Ilustración de Roberto Peralta |
Ricardo Amadeus Morquecho Toledo
El tiempo se le iba, entre discursos mentales e imágenes violentas de un pasado a su lado, donde la súplica tomaba forma de miseria y su indiferencia de verdugo. El tiempo no le perdonaba los flagelos y desorientaba cada parte de su conciencia. Y es que él estaba desesperado, cansado y mermado de inquietudes que se presentaban como figuras y texturas. Él no olvidaba ni un momento su presencia; ese dulce aliento y esas tardes memorables. Parecía que su vida caducaba y la lucidez era evidente; se le notaba a lo lejos lo moribundo y ojeroso de pensar. Nadie sabía qué tenía.

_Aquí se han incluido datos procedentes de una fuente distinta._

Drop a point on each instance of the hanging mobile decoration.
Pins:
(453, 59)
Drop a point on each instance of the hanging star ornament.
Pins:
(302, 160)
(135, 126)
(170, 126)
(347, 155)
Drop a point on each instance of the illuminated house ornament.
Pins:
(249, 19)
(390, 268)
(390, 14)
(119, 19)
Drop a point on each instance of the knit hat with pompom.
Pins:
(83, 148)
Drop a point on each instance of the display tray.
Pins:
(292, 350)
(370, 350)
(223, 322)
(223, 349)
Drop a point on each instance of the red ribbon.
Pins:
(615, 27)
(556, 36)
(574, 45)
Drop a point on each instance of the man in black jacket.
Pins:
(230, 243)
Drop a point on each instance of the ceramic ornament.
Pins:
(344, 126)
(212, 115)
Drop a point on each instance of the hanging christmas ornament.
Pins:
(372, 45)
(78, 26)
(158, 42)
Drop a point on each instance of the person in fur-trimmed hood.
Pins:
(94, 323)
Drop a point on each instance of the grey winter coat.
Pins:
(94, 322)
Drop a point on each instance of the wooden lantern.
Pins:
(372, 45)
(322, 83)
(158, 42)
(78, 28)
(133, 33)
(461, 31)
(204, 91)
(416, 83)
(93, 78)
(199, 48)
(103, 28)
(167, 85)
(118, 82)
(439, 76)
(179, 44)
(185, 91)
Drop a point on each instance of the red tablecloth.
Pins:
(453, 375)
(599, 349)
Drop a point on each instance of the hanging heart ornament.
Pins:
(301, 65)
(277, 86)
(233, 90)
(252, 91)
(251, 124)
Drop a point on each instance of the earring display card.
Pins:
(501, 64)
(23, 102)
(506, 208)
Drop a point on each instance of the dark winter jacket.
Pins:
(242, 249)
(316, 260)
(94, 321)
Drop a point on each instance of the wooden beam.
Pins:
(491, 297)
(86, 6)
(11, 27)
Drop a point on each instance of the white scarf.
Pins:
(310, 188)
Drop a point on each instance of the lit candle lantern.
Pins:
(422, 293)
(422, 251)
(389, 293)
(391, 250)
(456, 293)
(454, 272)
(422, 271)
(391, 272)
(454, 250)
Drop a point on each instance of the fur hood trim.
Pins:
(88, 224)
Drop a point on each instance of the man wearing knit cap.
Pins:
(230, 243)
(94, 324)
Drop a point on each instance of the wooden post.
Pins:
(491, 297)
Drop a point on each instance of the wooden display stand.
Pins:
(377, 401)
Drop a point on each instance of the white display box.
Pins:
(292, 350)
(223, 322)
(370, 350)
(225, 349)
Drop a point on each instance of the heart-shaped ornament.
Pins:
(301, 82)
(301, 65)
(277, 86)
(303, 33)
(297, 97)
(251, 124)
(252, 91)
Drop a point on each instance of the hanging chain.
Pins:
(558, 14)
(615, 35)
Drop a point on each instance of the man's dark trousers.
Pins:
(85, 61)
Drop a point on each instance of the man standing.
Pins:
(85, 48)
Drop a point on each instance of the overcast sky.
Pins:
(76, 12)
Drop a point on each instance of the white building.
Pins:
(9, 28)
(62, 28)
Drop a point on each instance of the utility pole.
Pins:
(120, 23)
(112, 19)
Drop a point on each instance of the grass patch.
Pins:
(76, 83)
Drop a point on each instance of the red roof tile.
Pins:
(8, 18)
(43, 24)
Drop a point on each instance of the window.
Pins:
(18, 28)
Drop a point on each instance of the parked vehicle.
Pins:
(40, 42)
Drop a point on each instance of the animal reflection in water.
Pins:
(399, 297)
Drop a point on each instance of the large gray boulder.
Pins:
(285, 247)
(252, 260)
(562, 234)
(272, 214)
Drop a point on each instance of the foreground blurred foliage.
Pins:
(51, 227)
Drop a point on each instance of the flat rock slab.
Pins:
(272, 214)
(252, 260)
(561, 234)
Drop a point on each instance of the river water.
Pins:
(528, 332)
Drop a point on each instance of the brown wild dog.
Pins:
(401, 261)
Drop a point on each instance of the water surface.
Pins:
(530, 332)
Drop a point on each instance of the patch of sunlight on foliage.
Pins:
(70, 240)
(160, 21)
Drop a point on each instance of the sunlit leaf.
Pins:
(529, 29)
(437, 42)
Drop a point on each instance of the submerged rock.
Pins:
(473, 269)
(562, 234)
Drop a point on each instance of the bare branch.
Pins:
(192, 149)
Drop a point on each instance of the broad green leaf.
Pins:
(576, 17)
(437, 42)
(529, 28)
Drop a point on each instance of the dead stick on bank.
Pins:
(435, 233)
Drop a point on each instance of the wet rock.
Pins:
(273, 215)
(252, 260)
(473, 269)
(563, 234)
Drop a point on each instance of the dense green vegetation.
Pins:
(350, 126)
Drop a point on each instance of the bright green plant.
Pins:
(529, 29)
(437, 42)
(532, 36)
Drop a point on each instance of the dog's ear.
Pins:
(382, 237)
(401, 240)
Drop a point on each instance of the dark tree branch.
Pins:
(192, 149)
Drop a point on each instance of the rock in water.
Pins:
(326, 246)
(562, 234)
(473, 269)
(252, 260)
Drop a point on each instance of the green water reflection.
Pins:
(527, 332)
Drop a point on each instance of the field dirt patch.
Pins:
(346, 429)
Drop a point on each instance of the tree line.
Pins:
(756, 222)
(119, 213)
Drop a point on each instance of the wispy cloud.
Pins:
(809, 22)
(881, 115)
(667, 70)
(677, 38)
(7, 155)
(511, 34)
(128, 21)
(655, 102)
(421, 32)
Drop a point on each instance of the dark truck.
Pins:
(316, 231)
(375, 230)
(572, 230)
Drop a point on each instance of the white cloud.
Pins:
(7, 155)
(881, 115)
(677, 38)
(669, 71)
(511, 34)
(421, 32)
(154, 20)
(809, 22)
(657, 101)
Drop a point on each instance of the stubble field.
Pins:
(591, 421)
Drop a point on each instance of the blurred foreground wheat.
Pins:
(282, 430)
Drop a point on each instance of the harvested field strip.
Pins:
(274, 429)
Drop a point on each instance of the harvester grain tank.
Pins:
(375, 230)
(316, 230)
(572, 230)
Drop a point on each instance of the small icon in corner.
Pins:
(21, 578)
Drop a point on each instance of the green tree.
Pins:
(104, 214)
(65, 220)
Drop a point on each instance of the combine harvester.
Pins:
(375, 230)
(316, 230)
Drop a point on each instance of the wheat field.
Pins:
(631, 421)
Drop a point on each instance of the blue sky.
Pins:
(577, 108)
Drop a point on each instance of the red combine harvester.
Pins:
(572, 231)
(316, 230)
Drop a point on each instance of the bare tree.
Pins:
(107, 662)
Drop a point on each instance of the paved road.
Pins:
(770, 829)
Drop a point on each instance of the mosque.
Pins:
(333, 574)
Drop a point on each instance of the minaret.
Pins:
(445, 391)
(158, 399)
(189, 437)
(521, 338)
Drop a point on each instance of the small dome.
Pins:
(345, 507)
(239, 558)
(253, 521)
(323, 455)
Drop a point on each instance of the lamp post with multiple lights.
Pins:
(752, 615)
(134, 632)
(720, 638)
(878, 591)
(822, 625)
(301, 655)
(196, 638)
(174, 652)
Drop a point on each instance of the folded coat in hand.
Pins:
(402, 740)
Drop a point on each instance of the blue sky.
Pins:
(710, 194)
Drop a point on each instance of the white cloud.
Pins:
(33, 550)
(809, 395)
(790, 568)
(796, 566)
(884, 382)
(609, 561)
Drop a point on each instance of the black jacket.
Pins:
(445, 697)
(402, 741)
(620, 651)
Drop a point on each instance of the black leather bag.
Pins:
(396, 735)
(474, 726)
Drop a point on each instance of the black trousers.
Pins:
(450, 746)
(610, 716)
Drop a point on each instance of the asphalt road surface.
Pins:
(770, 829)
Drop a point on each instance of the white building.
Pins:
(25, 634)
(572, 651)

Lo veía salir de su casa, desde temprano, cuando que me despertaba para ir a la escuela primaria. Cada vez se le veía más delgado y en algunas noches se escuchaba sollozando entre paredes y luces de ciudad. Nunca fui su amigo y mucho menos me había tomado el atrevimiento de hablarle, pero se veía tan mal que daban ganas de darle consuelo. Claro que yo, siendo un joven, desconocía muchos de los dolores de la vida (me habían dado golpes en la cara y pisotones al jugar a la pelota, pero una herida del alma era desconocida para mí hasta ese entonces).